The reason is that Mr Ahmadinejad takes his spiritual cue from a man whose views go beyond even the orthodoxy of Iran's religious establishment - a little-known cleric nicknamed "Professor Crocodile" because of his harsh conservatism. READ MORE
Ayatollah Mohammad Taghi Mesbah-Yazdi, who espouses total isolation from the West, has a blunt message for anyone who veers from his fundamentalist readings of Koranic texts: "If someone tells you he has a new interpretation of Islam, sock him in the mouth."
An enthusiastic supporter of both the death penalty and public floggings, and the use of suicide bombers against "enemies of Islam", the bespectacled 70-year-old is viewed as an extremist even by Ayatollah Ali Khamenei, the current religious leader who is Iran's supreme authority.
But since Ayatollah Mesbah-Yazdi issued a fatwa, or holy order, in support of Mr Ahmadinejad's presidential bid, his influence has expanded hugely, possibly eclipsing even that of Ayatollah Khameini.
From his seminary in Qom, the holy city north of Teheran, he dispenses regular wisdom to the new president as he seeks to fulfil his quest to return Iran to the spiritual values of the Islamic revolution of 1979.
Some of the choicer remarks from his fiery sermons over the years give disturbing clues to the likely mindset of his disciples, not least the man now in charge of the country.
Ayatollah Mesbah-Yazdi accuses America, for example, of trying to banish Islamic values for ever in its bid for world domination, a stance that may explain Mr Ahmadinejad's decision to reverse the detente with the United States that his reformist predecessors tried to broker.
The president's recent rejection of a European deal to end the stand-off over Iran's nuclear programme may also have been influenced by his mentor's suspicion of Western blandishments.
In a sermon at Teheran University, Ayatollah Mesbah-Yazdi reminded worshippers: "We should know that 1,400 years ago the Koran said that the enemies of Islam will always fight while chanting peace-seeking slogans."
The ayatollah's hostility towards allowing Iranians to be exposed to challenges to Islamic dogmas may also have spurred Mr Ahmadinejad's enthusiasm for censorship in the public realm, including, last month, a ban on foreign films.
In a veiled reference to the democratic principles ushered in by the previous government, Ayatollah Mesbah-Yazdi said: "An Islamic government must combat this, because injecting misleading ideas is like injecting the Aids virus!"

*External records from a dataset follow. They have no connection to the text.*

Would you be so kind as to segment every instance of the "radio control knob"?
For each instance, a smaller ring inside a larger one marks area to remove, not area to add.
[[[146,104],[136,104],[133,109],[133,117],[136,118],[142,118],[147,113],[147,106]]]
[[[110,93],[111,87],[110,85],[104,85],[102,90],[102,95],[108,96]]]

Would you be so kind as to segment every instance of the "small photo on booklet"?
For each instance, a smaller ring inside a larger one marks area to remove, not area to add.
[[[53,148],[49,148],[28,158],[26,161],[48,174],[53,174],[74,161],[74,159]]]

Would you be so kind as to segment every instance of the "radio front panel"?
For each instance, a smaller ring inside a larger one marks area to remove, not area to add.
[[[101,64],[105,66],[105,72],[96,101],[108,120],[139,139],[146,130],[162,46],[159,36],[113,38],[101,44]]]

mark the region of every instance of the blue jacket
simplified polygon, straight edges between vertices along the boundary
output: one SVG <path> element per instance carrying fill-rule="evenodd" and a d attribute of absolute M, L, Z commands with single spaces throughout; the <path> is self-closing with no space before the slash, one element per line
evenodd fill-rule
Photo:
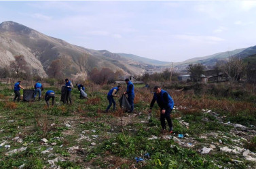
<path fill-rule="evenodd" d="M 42 88 L 42 84 L 41 84 L 40 82 L 37 82 L 37 83 L 35 84 L 35 89 L 37 89 L 37 88 L 41 89 L 41 88 Z"/>
<path fill-rule="evenodd" d="M 71 86 L 71 82 L 70 80 L 69 80 L 69 82 L 66 82 L 66 84 L 65 84 L 66 87 Z M 68 87 L 67 90 L 69 91 L 72 91 L 72 88 Z"/>
<path fill-rule="evenodd" d="M 112 96 L 112 93 L 113 93 L 113 91 L 115 89 L 117 90 L 116 92 L 115 93 L 115 94 L 117 93 L 117 92 L 119 91 L 119 89 L 118 89 L 117 87 L 115 87 L 112 88 L 111 89 L 110 89 L 109 91 L 109 93 L 107 93 L 107 96 L 111 96 L 111 97 L 113 97 L 113 96 Z"/>
<path fill-rule="evenodd" d="M 131 88 L 131 85 L 132 86 L 132 88 Z M 127 83 L 126 92 L 128 96 L 134 96 L 134 85 L 133 85 L 133 83 L 131 81 L 129 81 Z"/>
<path fill-rule="evenodd" d="M 166 101 L 164 99 L 164 93 L 167 93 L 168 94 L 168 103 L 166 103 Z M 161 89 L 161 93 L 160 93 L 160 99 L 158 99 L 158 95 L 155 93 L 153 94 L 153 99 L 156 100 L 158 102 L 158 104 L 159 107 L 162 107 L 162 105 L 165 105 L 168 104 L 168 107 L 171 108 L 172 110 L 173 109 L 173 106 L 175 105 L 175 102 L 173 101 L 172 98 L 170 96 L 170 95 L 167 93 L 167 91 L 164 91 L 163 89 Z M 164 108 L 164 107 L 161 107 Z"/>
<path fill-rule="evenodd" d="M 14 91 L 19 91 L 20 90 L 20 83 L 18 82 L 14 84 Z"/>
<path fill-rule="evenodd" d="M 45 95 L 49 95 L 50 94 L 55 94 L 55 92 L 54 91 L 52 91 L 52 90 L 49 90 L 46 92 L 45 93 Z"/>
<path fill-rule="evenodd" d="M 81 85 L 81 84 L 78 84 L 77 85 L 78 91 L 80 91 L 81 87 L 81 89 L 85 91 L 86 88 L 83 85 Z"/>

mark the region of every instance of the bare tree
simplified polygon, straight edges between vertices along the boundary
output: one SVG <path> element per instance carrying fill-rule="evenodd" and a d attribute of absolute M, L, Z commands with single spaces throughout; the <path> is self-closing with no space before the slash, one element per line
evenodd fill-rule
<path fill-rule="evenodd" d="M 11 62 L 10 66 L 14 70 L 18 76 L 20 71 L 25 70 L 27 62 L 22 55 L 15 55 L 14 59 L 15 60 Z"/>
<path fill-rule="evenodd" d="M 238 81 L 242 77 L 245 66 L 240 57 L 230 56 L 228 61 L 221 66 L 221 69 L 227 74 L 228 80 L 234 82 Z"/>
<path fill-rule="evenodd" d="M 191 78 L 196 82 L 198 82 L 201 74 L 204 73 L 204 66 L 201 64 L 189 64 L 187 67 L 187 72 L 190 73 Z"/>
<path fill-rule="evenodd" d="M 62 66 L 60 59 L 56 59 L 52 62 L 47 72 L 50 77 L 60 79 L 62 76 Z"/>

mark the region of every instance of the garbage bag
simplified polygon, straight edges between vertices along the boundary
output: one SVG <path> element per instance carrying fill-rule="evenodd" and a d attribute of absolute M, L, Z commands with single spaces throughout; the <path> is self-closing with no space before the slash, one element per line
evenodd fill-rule
<path fill-rule="evenodd" d="M 62 101 L 64 103 L 66 102 L 67 94 L 67 87 L 66 86 L 62 86 L 62 88 L 61 89 L 60 101 Z"/>
<path fill-rule="evenodd" d="M 130 112 L 132 110 L 130 104 L 129 103 L 126 95 L 122 95 L 121 98 L 118 100 L 118 102 L 120 103 L 122 109 L 127 112 Z"/>
<path fill-rule="evenodd" d="M 34 96 L 35 90 L 32 89 L 25 89 L 23 90 L 23 101 L 31 101 Z"/>
<path fill-rule="evenodd" d="M 88 98 L 87 93 L 84 91 L 83 91 L 81 88 L 80 89 L 80 94 L 81 96 L 83 96 L 84 98 Z"/>

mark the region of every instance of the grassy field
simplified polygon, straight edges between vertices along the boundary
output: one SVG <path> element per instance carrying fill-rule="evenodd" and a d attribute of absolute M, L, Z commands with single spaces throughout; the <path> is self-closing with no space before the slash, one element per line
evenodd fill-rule
<path fill-rule="evenodd" d="M 63 105 L 60 89 L 51 88 L 56 104 L 48 108 L 43 100 L 12 102 L 13 91 L 1 84 L 0 168 L 255 168 L 256 105 L 251 100 L 168 90 L 175 103 L 170 135 L 160 132 L 156 104 L 147 120 L 153 93 L 141 85 L 135 87 L 134 114 L 118 106 L 104 113 L 113 87 L 88 87 L 88 100 L 75 89 L 72 105 Z"/>

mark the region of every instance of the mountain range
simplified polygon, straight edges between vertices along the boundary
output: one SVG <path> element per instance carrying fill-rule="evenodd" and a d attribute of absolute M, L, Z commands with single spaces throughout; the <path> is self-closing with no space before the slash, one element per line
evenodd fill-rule
<path fill-rule="evenodd" d="M 185 70 L 191 64 L 200 63 L 211 69 L 219 60 L 229 56 L 246 57 L 256 54 L 256 46 L 218 53 L 208 56 L 194 57 L 173 63 L 176 71 Z M 122 70 L 125 74 L 142 75 L 146 72 L 159 72 L 170 68 L 172 63 L 148 59 L 133 54 L 114 53 L 107 50 L 94 50 L 71 45 L 63 40 L 43 34 L 26 26 L 7 21 L 0 24 L 0 67 L 8 66 L 14 55 L 23 55 L 38 75 L 47 77 L 47 70 L 52 62 L 65 58 L 69 63 L 64 74 L 75 78 L 86 78 L 94 68 L 110 68 Z M 81 67 L 81 59 L 86 57 L 86 70 Z"/>

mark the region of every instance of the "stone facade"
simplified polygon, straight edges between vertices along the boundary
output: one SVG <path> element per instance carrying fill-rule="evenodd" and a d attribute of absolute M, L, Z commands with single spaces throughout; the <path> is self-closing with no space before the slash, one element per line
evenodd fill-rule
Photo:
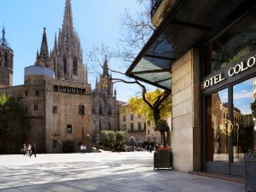
<path fill-rule="evenodd" d="M 44 28 L 40 51 L 35 64 L 25 68 L 23 85 L 12 86 L 13 52 L 4 34 L 3 30 L 0 94 L 24 106 L 31 125 L 26 143 L 35 143 L 38 153 L 74 152 L 83 143 L 90 149 L 91 138 L 96 142 L 101 130 L 119 130 L 118 106 L 122 102 L 116 99 L 107 57 L 92 91 L 73 26 L 70 0 L 66 0 L 62 28 L 55 36 L 53 51 L 49 54 Z"/>
<path fill-rule="evenodd" d="M 3 28 L 0 39 L 0 88 L 13 85 L 14 52 L 5 38 Z"/>
<path fill-rule="evenodd" d="M 199 54 L 192 49 L 172 66 L 173 166 L 183 172 L 200 170 Z M 186 158 L 184 158 L 186 154 Z"/>
<path fill-rule="evenodd" d="M 160 143 L 160 134 L 154 131 L 153 121 L 132 113 L 128 109 L 128 104 L 120 106 L 119 111 L 120 131 L 125 131 L 125 142 L 128 145 L 142 143 L 145 141 Z"/>
<path fill-rule="evenodd" d="M 112 77 L 108 73 L 107 56 L 105 57 L 103 72 L 96 80 L 96 88 L 92 93 L 92 120 L 93 141 L 100 139 L 101 131 L 119 130 L 118 107 L 122 103 L 116 99 L 116 90 L 113 90 Z"/>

Young Iranians who questioned the regime after studying abroad did so only because they had been trained in "psychological warfare" by foreign universities, he added.
Ayatollah Mesbah-Yazdi's notoriety is not just confined to rhetorical flourishes, however. In addition to being an enthusiastic endorser of the fatwa against the author Salman Rushdie, he was accused of giving religious sanction to government death squads which assassinated political opponents both at home and abroad in the 1990s, a scandal that helped to produce the reform movement.
But his greatest notoriety comes from the fate of the man who gave him his nickname. Nikahang Kowsar, Iran's most famous cartoonist, was slung into prison for his depiction of "Professor Crocodile", a reptilian academic who was shown strangling a journalist with his tail.
Kowsar, who was satirising the way that Iranian clerics stifled freedom of expression, insisted the cartoon was not based on any particular individual. But his defence proved unworkable - and not just because the ayatollah's name rhymes with the Farsi word for crocodile.
Among his accusers were Ayatollah Mesbah-Yazdi's own seminary students, who knew that there was only one person to whom it could possibly refer.